You may have heard that volatile and non-volatile compounds are produced during baking. Generally speaking, volatile compounds are aroma and non-volatile compounds are flavors. But what kind of substances are these?

Volatile compounds are organic chemicals with high vapor pressure at room temperature, many of which are formed in the degradation reaction or in the development stage of baking. When the volatile compounds escape, we will smell the unique aroma of this coffee, including:

Aldehydes: bring fruit aroma, green aroma. Furan: helps caramel smell pyrazine: has the smell of dirt.

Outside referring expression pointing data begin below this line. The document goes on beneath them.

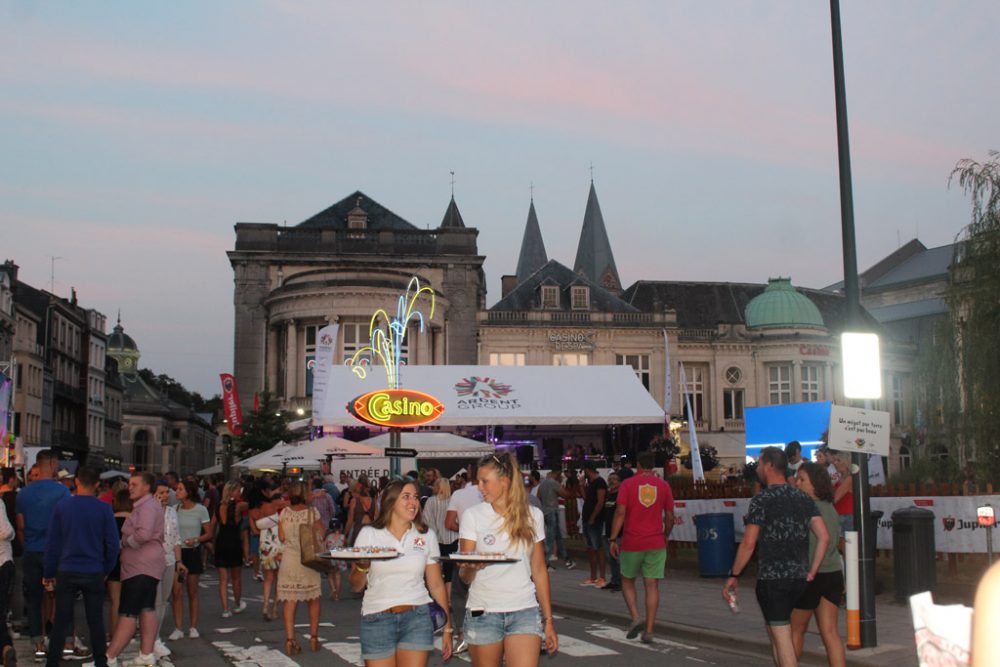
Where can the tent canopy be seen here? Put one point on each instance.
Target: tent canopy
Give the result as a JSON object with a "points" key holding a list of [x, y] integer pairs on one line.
{"points": [[516, 395], [436, 445]]}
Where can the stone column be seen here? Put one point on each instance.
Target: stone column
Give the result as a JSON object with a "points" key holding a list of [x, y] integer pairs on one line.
{"points": [[291, 362]]}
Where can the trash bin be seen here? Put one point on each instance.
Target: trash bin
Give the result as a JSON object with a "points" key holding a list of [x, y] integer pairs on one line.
{"points": [[913, 551], [716, 544]]}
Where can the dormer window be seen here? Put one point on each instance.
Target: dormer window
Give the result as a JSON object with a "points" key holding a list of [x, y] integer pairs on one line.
{"points": [[550, 297]]}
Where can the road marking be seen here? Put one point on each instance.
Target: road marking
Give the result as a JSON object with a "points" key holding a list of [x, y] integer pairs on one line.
{"points": [[618, 635], [579, 648], [347, 652]]}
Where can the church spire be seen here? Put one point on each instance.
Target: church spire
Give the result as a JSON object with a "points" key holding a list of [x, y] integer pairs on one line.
{"points": [[532, 255], [594, 258]]}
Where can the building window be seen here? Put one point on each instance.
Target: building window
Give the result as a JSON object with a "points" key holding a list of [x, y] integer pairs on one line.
{"points": [[696, 391], [779, 384], [506, 358], [550, 296], [639, 363], [570, 359], [732, 404], [812, 380], [898, 417]]}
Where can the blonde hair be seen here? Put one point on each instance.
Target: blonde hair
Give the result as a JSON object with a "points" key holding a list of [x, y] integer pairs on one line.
{"points": [[442, 488], [516, 515]]}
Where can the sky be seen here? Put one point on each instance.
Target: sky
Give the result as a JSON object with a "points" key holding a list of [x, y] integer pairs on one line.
{"points": [[137, 134]]}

Sulfur compounds: including 2-furfuryl mercaptan. Some of these compounds are often described as having the aroma of "roasted coffee", but some substances are unpleasant when smelled independently. For example, methanethiol smells like rotten vegetables.

Guaiacol: with the smell of smoke and spices. Carbon dioxide is a volatile substance that does not affect the aroma, but does affect the thickness of alcohols.

Non-volatile compounds are usually stable at room temperature, which means they do not evaporate. These parts of the compounds will change during the baking process, while the rest will remain stable throughout the baking process, and non-volatile compounds will help to produce flavor.

Caffeine, for example, may bring some bitterness. Caffeine occurs naturally in coffee and remains unchanged during roasting. Other non-volatile compounds, including sucrose that provides sweetness, oils that provide alcohol thickness and taste, and protein melanin, which produce color and alcohol thickness, are non-volatile compounds.

The role of acid

Acids play an important role in producing flavor. Baking can degrade some acids and produce other acids.

For example, citric acid and tartaric acid, which produce sour and sweet flavors, decompose during baking. So roasting for a long time or overheated will greatly reduce the sweetness of the final coffee.

Coffee contains a lot of chlorogenic acid, which can be broken down into caffeic acid and quinic acid when roasted. Chlorogenic acid and quinic acid are both thought to form bitterness and astringency.

Coffee roasting includes many chemical changes that help develop into the flavor, aroma and alcohol thickness of the coffee cup. Many reactions are sensitive to temperature changes and the length of heating. Therefore, small changes in baking technology will have a far-reaching impact on flavor characteristics.

Understanding what happens during baking and why these changes occur will help you make wiser choices. If you have an idea of how these compounds are produced during baking, you can better understand what went wrong with your baked batch, or use this information correctly to make the next pot more successful.